Ridley
Scott vuelve al espacio, aunque esta vez sustituye la epopeya metafísica de
Blade Runner por la retórica de lo cercano posible, la poesía por la ciencia.
Sin embargo, estira demasiado la aventura, creo, de este Robinson marciano.
A un
astronauta se le da por muerto en una misión a Marte, sus compañeros lo
abandonan en medio de una furiosa tempestad. Cuando el prota abre los ojos al
desierto marciano le espera la muerte. Pero lo propio de nuestra especie es no
rendirse, canta el mito. En la estación abandonada por sus compañeros puede
sobrevivir con las reservas para unos meses, que amplía con sus conocimientos
de botánica: en un hangar climatizado cultiva patatas con sus excrementos.
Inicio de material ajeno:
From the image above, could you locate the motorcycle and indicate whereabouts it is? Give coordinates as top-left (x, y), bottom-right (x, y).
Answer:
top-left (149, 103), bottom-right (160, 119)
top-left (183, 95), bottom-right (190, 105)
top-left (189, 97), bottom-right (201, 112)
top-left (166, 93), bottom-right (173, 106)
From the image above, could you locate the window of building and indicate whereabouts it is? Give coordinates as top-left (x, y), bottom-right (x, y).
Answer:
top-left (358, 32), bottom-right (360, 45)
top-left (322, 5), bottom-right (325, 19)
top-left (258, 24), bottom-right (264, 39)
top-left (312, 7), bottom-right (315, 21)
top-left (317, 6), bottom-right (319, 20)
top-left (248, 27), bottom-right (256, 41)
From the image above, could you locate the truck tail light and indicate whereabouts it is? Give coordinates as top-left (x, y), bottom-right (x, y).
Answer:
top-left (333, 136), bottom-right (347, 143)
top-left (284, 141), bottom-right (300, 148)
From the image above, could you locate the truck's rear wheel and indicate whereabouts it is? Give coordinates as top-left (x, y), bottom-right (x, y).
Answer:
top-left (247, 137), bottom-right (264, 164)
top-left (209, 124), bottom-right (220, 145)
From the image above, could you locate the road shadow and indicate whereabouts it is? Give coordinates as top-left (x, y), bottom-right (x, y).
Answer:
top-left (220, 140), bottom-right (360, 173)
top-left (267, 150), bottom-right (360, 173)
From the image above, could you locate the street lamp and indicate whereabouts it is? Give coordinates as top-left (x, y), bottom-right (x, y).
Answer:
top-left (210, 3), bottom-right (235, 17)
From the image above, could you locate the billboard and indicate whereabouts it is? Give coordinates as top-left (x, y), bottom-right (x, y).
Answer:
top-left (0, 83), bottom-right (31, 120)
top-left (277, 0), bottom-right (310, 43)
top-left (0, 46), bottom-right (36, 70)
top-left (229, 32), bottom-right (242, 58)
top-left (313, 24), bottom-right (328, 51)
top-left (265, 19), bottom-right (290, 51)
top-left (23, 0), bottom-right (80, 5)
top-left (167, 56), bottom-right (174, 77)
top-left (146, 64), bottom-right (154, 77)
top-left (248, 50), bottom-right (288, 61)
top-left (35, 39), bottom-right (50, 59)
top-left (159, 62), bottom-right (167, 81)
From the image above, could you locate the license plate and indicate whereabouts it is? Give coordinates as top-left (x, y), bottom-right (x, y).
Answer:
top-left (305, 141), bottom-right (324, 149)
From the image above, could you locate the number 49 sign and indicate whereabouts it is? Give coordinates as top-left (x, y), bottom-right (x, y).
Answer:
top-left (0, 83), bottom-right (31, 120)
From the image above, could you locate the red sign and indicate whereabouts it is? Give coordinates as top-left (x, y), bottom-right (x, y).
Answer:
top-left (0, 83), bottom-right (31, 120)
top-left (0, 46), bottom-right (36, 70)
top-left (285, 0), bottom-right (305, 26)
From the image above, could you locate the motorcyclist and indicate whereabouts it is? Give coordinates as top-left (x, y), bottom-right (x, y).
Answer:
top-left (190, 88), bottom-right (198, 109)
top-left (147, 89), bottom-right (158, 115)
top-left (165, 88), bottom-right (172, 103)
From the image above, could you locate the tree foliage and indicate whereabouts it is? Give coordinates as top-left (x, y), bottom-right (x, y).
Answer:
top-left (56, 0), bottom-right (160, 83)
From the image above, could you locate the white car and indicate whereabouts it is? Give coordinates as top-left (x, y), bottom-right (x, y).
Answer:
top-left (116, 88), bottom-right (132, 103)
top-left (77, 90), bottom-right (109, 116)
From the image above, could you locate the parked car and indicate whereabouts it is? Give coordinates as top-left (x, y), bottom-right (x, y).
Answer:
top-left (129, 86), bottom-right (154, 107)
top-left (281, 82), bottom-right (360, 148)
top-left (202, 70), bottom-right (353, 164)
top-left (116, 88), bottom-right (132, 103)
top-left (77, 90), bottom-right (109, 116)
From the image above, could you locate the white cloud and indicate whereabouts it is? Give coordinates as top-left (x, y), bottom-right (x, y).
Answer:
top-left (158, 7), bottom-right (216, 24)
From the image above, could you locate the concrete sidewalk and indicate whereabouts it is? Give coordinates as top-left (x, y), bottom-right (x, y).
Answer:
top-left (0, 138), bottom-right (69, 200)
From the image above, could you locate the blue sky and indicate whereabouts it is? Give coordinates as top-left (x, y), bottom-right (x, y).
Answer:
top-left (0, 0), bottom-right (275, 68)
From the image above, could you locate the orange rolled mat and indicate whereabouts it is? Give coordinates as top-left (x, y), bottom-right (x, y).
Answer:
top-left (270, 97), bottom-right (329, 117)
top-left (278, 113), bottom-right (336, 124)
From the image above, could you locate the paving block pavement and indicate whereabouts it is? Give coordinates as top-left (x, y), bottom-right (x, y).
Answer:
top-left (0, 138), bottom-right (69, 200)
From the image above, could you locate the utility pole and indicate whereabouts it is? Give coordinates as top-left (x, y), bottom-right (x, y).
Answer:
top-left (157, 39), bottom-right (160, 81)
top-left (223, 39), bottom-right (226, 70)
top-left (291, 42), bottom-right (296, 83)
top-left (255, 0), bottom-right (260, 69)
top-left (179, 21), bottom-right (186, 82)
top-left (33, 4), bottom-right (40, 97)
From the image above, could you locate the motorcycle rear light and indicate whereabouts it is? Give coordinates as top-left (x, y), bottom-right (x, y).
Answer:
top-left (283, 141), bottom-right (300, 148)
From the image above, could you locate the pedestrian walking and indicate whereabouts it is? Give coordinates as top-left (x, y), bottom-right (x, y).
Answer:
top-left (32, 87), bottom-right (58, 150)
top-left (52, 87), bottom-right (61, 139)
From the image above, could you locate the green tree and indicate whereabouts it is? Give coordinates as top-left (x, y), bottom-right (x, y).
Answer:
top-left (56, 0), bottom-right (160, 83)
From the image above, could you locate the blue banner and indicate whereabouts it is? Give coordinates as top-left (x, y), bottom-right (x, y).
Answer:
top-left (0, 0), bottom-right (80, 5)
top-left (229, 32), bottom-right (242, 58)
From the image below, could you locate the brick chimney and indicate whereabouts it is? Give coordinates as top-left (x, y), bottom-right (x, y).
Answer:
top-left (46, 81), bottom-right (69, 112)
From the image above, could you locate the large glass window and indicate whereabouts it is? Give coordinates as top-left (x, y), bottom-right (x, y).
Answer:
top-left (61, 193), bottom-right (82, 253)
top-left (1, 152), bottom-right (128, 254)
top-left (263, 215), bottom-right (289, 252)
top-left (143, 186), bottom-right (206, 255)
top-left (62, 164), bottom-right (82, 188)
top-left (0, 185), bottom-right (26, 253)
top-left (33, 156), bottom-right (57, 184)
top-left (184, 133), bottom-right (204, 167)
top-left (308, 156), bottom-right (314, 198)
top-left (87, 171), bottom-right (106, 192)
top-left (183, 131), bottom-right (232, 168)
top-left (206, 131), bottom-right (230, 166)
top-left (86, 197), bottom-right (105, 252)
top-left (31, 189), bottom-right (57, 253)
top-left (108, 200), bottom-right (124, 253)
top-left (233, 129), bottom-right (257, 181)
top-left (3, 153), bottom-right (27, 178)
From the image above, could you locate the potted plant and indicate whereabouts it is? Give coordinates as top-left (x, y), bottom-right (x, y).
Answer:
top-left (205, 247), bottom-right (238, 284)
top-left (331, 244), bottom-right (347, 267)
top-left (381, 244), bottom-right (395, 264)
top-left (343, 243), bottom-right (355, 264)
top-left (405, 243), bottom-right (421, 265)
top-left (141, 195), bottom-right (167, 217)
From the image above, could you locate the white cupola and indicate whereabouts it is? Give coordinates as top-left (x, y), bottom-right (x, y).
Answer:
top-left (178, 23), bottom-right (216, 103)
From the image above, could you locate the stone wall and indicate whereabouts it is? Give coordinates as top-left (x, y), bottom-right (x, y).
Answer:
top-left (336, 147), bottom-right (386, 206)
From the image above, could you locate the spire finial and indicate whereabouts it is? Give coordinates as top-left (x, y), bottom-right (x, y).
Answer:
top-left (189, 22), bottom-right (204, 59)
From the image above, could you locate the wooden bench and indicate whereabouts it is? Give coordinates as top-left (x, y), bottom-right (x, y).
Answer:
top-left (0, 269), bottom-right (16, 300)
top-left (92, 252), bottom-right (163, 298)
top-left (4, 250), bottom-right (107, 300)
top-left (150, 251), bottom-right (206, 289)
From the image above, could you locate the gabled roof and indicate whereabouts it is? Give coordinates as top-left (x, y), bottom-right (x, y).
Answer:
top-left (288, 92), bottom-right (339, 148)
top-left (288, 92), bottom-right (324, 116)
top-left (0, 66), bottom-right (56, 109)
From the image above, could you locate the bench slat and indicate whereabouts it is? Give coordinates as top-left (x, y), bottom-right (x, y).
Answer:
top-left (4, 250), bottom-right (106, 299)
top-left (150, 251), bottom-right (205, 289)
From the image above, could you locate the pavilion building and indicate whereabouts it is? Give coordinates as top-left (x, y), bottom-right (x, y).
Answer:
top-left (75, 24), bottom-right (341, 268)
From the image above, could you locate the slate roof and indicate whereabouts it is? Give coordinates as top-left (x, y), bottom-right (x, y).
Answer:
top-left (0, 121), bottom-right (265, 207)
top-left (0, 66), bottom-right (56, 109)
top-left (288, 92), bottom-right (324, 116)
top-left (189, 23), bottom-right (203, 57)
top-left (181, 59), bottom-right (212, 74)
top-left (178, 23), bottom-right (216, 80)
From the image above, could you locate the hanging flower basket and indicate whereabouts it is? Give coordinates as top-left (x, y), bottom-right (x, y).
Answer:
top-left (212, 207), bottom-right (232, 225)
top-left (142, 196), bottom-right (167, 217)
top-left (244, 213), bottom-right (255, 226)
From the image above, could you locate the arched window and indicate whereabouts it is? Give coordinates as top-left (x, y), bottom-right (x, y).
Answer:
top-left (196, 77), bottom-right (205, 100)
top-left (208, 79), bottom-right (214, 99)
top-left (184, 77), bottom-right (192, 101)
Hasta aquí la prospección científica.
Lo que
sigue, dar por hecho lo posible tecnológico a día de hoy, el rescate planeado
desde la Tierra, se explica con prisas y cambiando de registro. Ahí es donde se
estira la película, del duro trabajo de guión se pasa a la fácil seducción
emocional del espectador.
Como en el
fútbol, soporto mal la inducción a las lágrimas: familias y amigos que esperan
el reencuentro, políticos humanos y corazones de piedra, chinos y americanos
unidos en el rescate espacial, plazas del mundo llenas de gente siguiendo en
directo el buen fin de la aventura.
La peli
está técnicamente bien hecha, ¿cómo podría ser de otro modo?, pero si Ridley
Scott hubiese metido las tijeras aún estaría mejor.